Montag, 23. Juli 2018

/dpa

Hamburg – Immer mehr Frauen suchen Schutz vor häuslicher Gewalt in einem der Hamburger Frauenhäuser. „Die Frauenhäuser in Hamburg und in Schleswig-Holstein, mit denen wir eine enge Kooperation haben, sind alle belegt“, sagte eine Mitarbeiterin der Zentralen Notaufnahme der Frauenhäuser in Hamburg. Auch die Notaufnahme, die 15 Plätze für Frauen bietet, sei ausgelastet. „Im Prinzip fehlt in Hamburg ein Frauen­haus, wenn nicht sogar zwei“, meinte die Sozialarbeiterin. 2017 haben 532 Frauen und 516 Kinder in der Notaufnahme der Hamburger Frauenhäuser Zuflucht gefunden.

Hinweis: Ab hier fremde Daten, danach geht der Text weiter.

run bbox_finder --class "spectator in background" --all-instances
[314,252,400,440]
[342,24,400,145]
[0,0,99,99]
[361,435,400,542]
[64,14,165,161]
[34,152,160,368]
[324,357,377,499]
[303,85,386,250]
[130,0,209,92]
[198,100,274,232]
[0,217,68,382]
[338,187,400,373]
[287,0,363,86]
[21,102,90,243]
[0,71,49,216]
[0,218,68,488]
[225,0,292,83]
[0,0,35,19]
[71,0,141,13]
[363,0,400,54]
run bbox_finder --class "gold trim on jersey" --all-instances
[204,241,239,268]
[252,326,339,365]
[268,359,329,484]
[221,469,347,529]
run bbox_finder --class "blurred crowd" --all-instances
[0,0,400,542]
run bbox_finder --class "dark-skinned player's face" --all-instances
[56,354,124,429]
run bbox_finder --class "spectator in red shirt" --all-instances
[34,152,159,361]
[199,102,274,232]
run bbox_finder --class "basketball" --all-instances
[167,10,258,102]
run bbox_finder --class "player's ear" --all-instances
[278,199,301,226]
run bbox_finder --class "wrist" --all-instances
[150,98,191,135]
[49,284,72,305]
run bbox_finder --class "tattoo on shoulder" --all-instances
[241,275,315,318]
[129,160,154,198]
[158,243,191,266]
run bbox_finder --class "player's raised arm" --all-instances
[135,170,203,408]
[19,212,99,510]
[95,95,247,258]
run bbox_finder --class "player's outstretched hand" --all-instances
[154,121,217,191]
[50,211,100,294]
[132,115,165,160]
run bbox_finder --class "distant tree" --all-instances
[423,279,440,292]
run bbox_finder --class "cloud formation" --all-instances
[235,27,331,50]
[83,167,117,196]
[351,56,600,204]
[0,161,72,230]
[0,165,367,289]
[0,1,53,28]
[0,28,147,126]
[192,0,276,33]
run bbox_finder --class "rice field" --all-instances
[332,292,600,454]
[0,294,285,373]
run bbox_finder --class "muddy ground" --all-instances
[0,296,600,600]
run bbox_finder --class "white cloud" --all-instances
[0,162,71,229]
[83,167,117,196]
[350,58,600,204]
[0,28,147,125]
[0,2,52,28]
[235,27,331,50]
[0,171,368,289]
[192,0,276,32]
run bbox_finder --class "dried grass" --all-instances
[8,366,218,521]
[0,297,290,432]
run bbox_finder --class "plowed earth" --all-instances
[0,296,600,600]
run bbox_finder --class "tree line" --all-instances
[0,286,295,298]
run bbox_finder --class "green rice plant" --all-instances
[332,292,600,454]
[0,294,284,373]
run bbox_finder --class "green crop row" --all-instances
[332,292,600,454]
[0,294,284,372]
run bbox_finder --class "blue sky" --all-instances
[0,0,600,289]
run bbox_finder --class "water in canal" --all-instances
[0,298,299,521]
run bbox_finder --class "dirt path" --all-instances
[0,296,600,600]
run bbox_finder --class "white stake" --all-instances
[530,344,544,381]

Insgesamt gibt es in Hamburg 207 Plätze für Frauen und ihre Kinder, die Schutz vor Gewalt ihrer Partner oder durch andere Personen suchen. Seit August 2016 gibt es außerdem die Notaufnahme in Hamburg, die die Frauen auf die fünf Frauenhäuser in der Hansestadt verteilt. „Im ersten Halbjahr 2018 konnten 270 Frauen, die sich an die Notaufnahme wendeten oder in dieser Zuflucht fanden, aufgrund von Platzmangel keinen Schutz in einem Frauenhaus finden“, sagte die Mitarbeiterin, die aus Sicherheitsgründen ihren Namen nicht veröffentlichen möchte.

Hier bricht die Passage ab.